Potter was with him, and Lucius thought that meant he was likely to be too emotionally—and
physically—occupied to notice the buzz of the charm around his body.
Lucius
waited. And waited. And then opened his eyes with a frown to see Weasley
hovering in front of him like a kestrel hovering over prey.
“Well?”
Even the tone with which Weasley demanded the answer was sufficient to make
Lucius curl his lip. But his conclusion disturbed him enough that he answered
in a calm voice.
“I have a
tracking charm on Draco. It does not locate them on Manor grounds. They must be
far enough away that I cannot feel the echo of the spell.”
Weasley
tensed further. Lucius spent a moment feeling sorry for his wife, who had to
share a bed with him when he lay awake at night and stared up at the ceiling,
and then carefully directed his thoughts away from wives who had no reason to
be proud of their husbands. “Could they have Apparated?” Weasley demanded. “If
the attacker kidnapped them—“
“We still
sensed his use of hostile magic on Potter the other night,” Lucius felt
compelled to point out. “I am sure he could not have forced them to come with
him sans struggle.

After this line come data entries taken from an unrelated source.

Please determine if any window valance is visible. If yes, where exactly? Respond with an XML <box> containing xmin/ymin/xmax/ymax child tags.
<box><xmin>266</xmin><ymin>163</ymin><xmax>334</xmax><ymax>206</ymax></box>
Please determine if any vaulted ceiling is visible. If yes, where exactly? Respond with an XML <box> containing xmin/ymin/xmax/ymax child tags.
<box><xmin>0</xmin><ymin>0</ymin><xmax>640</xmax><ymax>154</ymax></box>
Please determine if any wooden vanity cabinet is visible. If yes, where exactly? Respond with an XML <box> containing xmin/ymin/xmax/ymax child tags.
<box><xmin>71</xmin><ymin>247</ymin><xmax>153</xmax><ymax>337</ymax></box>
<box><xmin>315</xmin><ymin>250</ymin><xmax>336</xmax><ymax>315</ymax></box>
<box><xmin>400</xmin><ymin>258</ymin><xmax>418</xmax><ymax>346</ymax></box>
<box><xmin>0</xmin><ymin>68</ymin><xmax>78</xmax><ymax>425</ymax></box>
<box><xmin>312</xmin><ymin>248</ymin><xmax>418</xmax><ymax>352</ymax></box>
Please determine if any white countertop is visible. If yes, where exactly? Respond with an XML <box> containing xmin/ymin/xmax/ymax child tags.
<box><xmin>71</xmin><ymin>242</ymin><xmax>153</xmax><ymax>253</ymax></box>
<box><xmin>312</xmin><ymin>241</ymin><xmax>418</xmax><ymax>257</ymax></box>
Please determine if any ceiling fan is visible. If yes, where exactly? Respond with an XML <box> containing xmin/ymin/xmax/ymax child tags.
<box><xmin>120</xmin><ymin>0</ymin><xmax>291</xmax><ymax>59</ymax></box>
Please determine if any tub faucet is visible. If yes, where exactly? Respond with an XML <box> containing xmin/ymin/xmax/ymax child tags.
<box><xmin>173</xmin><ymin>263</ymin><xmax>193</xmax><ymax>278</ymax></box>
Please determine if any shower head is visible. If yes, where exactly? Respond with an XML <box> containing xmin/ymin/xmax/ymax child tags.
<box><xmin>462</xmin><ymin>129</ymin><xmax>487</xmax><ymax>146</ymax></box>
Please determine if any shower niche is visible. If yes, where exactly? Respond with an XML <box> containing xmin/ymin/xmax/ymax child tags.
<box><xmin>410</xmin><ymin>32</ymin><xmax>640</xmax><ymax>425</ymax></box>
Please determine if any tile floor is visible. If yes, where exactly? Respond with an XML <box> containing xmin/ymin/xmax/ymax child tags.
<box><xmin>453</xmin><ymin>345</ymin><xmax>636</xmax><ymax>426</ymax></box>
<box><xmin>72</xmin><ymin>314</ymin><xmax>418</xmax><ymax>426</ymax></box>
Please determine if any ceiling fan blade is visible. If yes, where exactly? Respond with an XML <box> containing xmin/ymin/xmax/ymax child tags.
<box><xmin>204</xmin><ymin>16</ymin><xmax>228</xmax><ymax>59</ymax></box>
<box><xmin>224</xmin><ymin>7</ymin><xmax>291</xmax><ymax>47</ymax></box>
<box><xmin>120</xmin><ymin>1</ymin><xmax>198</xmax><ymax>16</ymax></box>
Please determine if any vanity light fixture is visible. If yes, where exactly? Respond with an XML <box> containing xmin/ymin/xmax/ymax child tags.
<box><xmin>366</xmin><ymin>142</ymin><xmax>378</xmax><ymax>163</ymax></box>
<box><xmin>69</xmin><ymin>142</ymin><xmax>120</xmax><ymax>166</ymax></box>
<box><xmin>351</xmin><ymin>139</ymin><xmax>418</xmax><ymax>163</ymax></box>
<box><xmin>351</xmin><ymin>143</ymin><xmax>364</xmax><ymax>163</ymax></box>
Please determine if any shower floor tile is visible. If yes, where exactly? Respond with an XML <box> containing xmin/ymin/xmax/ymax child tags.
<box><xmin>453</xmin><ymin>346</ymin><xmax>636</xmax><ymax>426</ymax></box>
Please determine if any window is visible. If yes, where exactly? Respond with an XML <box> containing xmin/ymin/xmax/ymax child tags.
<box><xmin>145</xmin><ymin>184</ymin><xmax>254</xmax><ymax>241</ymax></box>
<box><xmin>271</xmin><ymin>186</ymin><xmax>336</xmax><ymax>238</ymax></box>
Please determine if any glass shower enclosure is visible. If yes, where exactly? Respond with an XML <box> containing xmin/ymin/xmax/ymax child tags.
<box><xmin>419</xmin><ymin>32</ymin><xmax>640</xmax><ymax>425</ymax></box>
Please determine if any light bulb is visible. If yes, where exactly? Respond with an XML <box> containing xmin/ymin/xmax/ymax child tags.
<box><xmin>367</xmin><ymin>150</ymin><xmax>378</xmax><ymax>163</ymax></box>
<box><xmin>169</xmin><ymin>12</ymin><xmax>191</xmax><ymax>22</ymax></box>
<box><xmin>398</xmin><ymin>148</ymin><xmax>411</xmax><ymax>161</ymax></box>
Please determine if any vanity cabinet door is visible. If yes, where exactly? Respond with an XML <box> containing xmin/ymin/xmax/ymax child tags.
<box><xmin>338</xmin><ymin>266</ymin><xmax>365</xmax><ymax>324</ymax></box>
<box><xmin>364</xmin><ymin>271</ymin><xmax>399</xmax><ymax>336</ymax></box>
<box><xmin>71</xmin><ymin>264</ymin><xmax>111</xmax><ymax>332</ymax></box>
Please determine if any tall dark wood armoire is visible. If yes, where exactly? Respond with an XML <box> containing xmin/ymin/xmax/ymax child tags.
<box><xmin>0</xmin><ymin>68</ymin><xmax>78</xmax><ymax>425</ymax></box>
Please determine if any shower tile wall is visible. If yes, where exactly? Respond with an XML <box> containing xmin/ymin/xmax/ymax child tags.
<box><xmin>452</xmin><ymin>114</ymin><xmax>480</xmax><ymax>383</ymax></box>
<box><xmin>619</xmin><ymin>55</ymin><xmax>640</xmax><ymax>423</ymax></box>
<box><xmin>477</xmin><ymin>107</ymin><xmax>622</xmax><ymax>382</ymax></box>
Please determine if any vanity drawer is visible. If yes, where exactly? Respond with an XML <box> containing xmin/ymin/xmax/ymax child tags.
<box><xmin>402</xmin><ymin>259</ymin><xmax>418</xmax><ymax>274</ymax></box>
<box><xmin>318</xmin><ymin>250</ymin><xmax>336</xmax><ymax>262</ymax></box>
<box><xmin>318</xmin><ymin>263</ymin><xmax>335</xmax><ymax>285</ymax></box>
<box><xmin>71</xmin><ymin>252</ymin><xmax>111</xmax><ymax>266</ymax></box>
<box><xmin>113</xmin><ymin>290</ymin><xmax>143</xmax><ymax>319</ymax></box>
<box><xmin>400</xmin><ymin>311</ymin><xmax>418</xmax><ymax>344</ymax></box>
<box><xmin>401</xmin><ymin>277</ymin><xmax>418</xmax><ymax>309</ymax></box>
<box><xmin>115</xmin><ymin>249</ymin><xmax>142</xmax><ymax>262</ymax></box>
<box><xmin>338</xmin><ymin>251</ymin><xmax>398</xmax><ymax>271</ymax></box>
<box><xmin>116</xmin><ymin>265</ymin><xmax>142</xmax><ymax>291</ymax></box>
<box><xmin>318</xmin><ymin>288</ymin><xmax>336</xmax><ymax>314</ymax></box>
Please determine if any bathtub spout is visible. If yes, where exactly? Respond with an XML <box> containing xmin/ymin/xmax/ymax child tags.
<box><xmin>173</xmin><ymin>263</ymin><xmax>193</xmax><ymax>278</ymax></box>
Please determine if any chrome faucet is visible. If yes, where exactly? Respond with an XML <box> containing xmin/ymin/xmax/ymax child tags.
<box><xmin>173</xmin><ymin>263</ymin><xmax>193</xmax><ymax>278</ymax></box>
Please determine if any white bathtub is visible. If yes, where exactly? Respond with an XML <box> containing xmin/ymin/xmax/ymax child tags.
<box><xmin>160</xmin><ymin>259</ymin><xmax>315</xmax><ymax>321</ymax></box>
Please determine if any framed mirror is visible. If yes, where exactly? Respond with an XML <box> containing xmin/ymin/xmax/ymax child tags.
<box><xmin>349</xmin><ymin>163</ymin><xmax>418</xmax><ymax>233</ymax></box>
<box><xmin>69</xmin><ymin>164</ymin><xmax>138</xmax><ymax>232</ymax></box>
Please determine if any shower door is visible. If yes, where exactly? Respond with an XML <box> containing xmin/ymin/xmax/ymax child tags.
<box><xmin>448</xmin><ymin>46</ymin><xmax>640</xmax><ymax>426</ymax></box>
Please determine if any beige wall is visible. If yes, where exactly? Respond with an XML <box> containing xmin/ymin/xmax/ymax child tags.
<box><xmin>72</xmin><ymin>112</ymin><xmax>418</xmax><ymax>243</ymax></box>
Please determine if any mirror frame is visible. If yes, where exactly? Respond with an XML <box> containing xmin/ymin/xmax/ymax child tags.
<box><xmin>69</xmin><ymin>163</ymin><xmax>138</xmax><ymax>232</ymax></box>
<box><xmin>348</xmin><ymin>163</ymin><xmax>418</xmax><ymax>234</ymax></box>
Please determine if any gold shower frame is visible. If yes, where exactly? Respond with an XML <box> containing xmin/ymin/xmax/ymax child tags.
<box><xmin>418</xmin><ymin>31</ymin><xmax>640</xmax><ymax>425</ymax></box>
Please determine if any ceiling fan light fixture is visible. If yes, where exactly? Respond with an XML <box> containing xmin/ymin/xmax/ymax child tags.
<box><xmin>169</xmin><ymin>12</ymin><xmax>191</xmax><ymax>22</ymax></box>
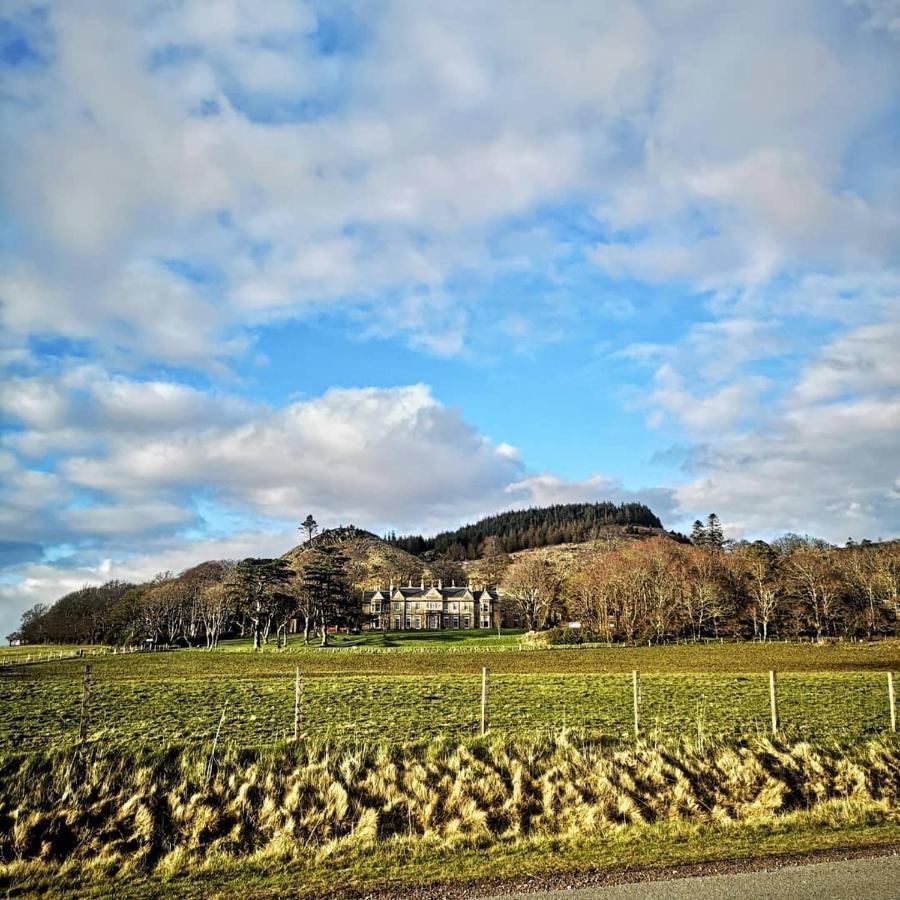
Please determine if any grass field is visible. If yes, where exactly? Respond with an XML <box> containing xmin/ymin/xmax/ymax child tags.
<box><xmin>0</xmin><ymin>633</ymin><xmax>900</xmax><ymax>900</ymax></box>
<box><xmin>0</xmin><ymin>635</ymin><xmax>900</xmax><ymax>749</ymax></box>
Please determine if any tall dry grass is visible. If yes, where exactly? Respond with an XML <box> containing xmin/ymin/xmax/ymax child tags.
<box><xmin>0</xmin><ymin>732</ymin><xmax>900</xmax><ymax>869</ymax></box>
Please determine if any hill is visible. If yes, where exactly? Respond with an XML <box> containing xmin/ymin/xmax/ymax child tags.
<box><xmin>388</xmin><ymin>502</ymin><xmax>663</xmax><ymax>560</ymax></box>
<box><xmin>283</xmin><ymin>525</ymin><xmax>428</xmax><ymax>590</ymax></box>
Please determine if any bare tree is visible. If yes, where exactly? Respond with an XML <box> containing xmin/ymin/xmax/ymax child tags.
<box><xmin>503</xmin><ymin>556</ymin><xmax>559</xmax><ymax>631</ymax></box>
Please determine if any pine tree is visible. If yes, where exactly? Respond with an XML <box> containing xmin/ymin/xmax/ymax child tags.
<box><xmin>706</xmin><ymin>513</ymin><xmax>725</xmax><ymax>550</ymax></box>
<box><xmin>691</xmin><ymin>519</ymin><xmax>708</xmax><ymax>547</ymax></box>
<box><xmin>300</xmin><ymin>513</ymin><xmax>319</xmax><ymax>542</ymax></box>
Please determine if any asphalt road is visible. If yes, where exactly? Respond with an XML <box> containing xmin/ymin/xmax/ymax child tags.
<box><xmin>488</xmin><ymin>856</ymin><xmax>900</xmax><ymax>900</ymax></box>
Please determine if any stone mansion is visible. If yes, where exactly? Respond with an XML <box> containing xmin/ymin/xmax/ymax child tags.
<box><xmin>362</xmin><ymin>581</ymin><xmax>519</xmax><ymax>631</ymax></box>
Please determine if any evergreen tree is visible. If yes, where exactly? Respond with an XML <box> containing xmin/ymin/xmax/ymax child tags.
<box><xmin>691</xmin><ymin>519</ymin><xmax>708</xmax><ymax>547</ymax></box>
<box><xmin>706</xmin><ymin>513</ymin><xmax>725</xmax><ymax>550</ymax></box>
<box><xmin>300</xmin><ymin>513</ymin><xmax>319</xmax><ymax>542</ymax></box>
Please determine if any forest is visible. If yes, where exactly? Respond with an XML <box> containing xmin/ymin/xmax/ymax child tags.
<box><xmin>385</xmin><ymin>502</ymin><xmax>662</xmax><ymax>560</ymax></box>
<box><xmin>11</xmin><ymin>516</ymin><xmax>900</xmax><ymax>649</ymax></box>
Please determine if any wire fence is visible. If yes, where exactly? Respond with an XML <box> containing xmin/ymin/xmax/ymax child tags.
<box><xmin>0</xmin><ymin>665</ymin><xmax>896</xmax><ymax>750</ymax></box>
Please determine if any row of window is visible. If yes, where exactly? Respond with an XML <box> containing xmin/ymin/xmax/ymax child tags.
<box><xmin>394</xmin><ymin>616</ymin><xmax>474</xmax><ymax>631</ymax></box>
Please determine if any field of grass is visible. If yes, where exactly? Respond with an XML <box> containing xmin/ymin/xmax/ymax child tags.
<box><xmin>0</xmin><ymin>639</ymin><xmax>900</xmax><ymax>749</ymax></box>
<box><xmin>220</xmin><ymin>628</ymin><xmax>524</xmax><ymax>652</ymax></box>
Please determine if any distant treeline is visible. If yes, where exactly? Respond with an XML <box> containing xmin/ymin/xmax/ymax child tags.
<box><xmin>386</xmin><ymin>502</ymin><xmax>662</xmax><ymax>559</ymax></box>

And that means
that Severus and I would both sense the disruption of the wards.”
Weasley
opened his mouth as if he would argue about that,
too, and then closed it and nodded curtly. “Could they have taken one of the
Floos out?”
“Likewise,
I would have sensed them, and one of the house-elves is specially trained to come
and warn me of the unauthorized use of Floo powder in my home.” Lucius tapped
his first two fingers against his thumb. “I am afraid that it is by broomstick
that they have left us. Draco has a rather powerful broom, a Clearstar.”
Weasley
leaned against the wall as though someone had hit him in the solar plexus. Lucius
suffered a brief shiver of distaste. He hoped that neither he nor Draco were
that open with their weaknesses. They could learn many things from the victors
in the Second War concerning how to live in this changed world, but that was not a necessary skill.
“And we
have no idea what direction to go in, or where they are,” said Weasley. He
straightened with a sigh. “I reckon I’ll have to tell Kingsley about this. And Hermione.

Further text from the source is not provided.